Mary turned away, her eyes wide with terror, and Percy and Ollie bowed their heads. It was the first time they knew that Matthew
realized he was dying.

At the end, the ones who loved him best were all with him. Sassie and Toby hovered wet-eyed in the doorway, Abel looked on
bleakly from a corner chair, Wyatt and Mary and Ollie hung over his bedside. Only Percy stood apart, gazing out the window
at the sun rays slanting through the moss-draped cypress trees that Silas William Toliver had transplanted from Caddo Lake
a century before. Toliver history had it that the trees were not expected to survive, but whatever the Tolivers planted on
their land survived, year after year—no matter what disaster. Only the Toliver children died.

“Dad…”

Percy’s shoulders tensed, but he did not turn around. It was Ollie who answered. “I am here, my boy,” he said, and Percy heard
his chair creak as he bent closer to his son. Beyond the window, the September afternoon blurred in a sea of blue and gold.
The cypresses wept.

“It’s okay, Dad,” Matthew said clearly, the breathlessness gone. “I’m not afraid to die. I figure heaven’s like here and God’s
like you.”

Percy turned from the window in time to catch the last flicker in the green eyes fixed upon Ollie before the lids fluttered
closed and the light was gone.

Chapter Forty-three

I
t seemed to Percy in the days following that Mary never left her stance before her parlor window overlooking the reclaimed
rose garden. Morning, noon, and night he’d find her standing there, her back to the room, hands clasping her elbows, an aloof
figure, drawn into herself. He was powerless to comfort her. He could not look into the grieving eyes of the mother of his
son without betraying the grief of the father in his.

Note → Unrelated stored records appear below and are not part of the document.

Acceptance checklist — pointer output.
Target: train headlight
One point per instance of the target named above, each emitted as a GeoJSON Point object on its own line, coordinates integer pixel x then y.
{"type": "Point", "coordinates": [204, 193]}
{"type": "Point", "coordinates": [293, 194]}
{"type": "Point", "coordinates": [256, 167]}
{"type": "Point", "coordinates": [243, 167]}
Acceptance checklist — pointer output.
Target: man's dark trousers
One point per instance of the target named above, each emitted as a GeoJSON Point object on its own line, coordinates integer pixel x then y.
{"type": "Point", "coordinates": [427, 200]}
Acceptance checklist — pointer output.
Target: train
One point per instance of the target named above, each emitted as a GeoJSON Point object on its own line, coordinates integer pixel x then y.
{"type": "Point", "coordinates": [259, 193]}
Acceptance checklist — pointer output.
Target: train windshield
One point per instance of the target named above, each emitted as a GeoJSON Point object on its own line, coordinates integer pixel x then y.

He and Ollie and Sassie received the callers to the house, accepted the telegrams, the gifts of food and flowers, while Mary
stood her vigil at the window, often acknowledging the condolences murmured to her frozen profile with only a nod of her dark
chignoned head.

“Chérie…,
” Ollie consoled, embracing her stiff shoulders, smoothing the sleek sides of her hair, brushing his lips against the high,
stoic curve of her cheek. “
Ma chérie…”

Finally, Percy could keep himself from her no longer. She was wasting away, turning to stone before the window. “Mary?” he
said softly, laying a hand on her shoulder. To his surprise, as if she’d been waiting for him, she reached up and clutched
it to her collarbone. They were alone in the house. Ollie was at the store and Sassie at the market. He’d come in at Sara’s
behest only to drop off in the hall a basket of condolence letters written by Matthew’s classmates.

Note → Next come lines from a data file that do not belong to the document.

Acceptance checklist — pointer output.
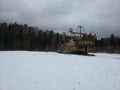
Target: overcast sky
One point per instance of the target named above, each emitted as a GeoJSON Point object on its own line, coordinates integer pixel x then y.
{"type": "Point", "coordinates": [97, 16]}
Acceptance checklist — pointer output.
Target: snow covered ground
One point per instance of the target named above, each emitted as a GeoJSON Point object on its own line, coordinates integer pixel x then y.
{"type": "Point", "coordinates": [22, 70]}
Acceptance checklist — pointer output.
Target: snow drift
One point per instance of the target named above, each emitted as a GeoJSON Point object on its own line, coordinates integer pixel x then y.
{"type": "Point", "coordinates": [22, 70]}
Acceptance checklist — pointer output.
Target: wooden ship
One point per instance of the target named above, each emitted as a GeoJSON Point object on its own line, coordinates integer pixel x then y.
{"type": "Point", "coordinates": [79, 43]}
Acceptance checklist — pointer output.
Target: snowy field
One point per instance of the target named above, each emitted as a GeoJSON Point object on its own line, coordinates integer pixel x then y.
{"type": "Point", "coordinates": [22, 70]}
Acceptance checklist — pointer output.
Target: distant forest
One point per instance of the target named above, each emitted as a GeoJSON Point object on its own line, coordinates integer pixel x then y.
{"type": "Point", "coordinates": [15, 36]}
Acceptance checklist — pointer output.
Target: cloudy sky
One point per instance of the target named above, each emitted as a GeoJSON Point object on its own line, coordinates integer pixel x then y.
{"type": "Point", "coordinates": [97, 16]}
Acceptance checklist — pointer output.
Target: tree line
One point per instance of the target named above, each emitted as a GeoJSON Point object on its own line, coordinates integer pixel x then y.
{"type": "Point", "coordinates": [15, 36]}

“I thought it was overexertion, Percy. You know how hard the boys practice and how drained they get the first weeks of football
practice, playing in those uniforms in humidity and heat. I begged him to get more rest, to eat more, to drink plenty of water….”

His ears thrummed. What was her point?

“And in spite of what you no doubt think, I didn’t haul him out to Somerset to force-feed his heritage to him. I did it because
it was the only way I could have him to myself. I lived for summers and Saturday mornings. I knew the time was coming when
I’d have to give him up to… his own dreams. He talked of becoming a coach.”

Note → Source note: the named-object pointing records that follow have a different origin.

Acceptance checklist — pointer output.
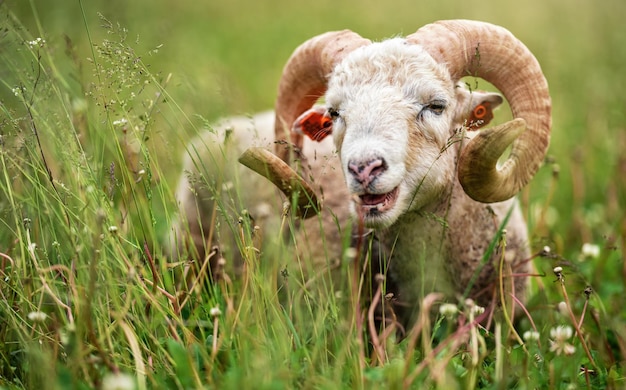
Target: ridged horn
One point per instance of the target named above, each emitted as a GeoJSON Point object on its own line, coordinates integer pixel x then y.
{"type": "Point", "coordinates": [304, 80]}
{"type": "Point", "coordinates": [470, 48]}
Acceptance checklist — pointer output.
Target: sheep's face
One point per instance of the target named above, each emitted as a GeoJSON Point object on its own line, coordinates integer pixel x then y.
{"type": "Point", "coordinates": [392, 111]}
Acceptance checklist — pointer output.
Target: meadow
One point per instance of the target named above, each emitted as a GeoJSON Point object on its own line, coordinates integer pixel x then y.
{"type": "Point", "coordinates": [97, 102]}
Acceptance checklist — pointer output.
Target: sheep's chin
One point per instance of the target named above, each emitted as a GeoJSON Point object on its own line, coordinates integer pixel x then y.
{"type": "Point", "coordinates": [375, 208]}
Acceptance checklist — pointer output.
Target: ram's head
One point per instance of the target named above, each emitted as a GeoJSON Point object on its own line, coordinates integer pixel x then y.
{"type": "Point", "coordinates": [392, 109]}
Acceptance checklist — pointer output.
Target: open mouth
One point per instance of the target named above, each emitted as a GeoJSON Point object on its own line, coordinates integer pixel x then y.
{"type": "Point", "coordinates": [378, 203]}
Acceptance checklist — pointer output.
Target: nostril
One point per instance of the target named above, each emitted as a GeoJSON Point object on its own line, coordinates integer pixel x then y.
{"type": "Point", "coordinates": [365, 172]}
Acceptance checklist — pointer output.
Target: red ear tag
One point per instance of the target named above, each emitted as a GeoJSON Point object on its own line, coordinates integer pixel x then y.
{"type": "Point", "coordinates": [316, 126]}
{"type": "Point", "coordinates": [480, 116]}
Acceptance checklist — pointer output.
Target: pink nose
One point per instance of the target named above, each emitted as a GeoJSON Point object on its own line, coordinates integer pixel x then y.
{"type": "Point", "coordinates": [366, 172]}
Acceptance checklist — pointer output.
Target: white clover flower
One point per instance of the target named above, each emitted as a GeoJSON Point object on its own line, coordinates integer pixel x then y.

Why was she telling him this? But he believed he knew. Yes, she’d perceived correctly that in the first crazed days of his
grief, he’d asked himself if Matthew would have survived if she’d been home to notice his illness. But that had been unjust.
She could have been around twenty-four hours a day and it wouldn’t have mattered. Matthew would have concealed his condition
from her. It had taken him years to see it—to admit it to himself—but Matthew had belonged to Ollie. He’d loved Mary, but
he preferred the man he thought was his father. Ollie had been his confidant, his friend, his pal. Mary had been almost like
an interloper, no matter how hard she tried to create a bond between them. Matthew had shut her out, and—as always when alone—she
had turned to the land. He only now realized how hurt she’d been, how lonely.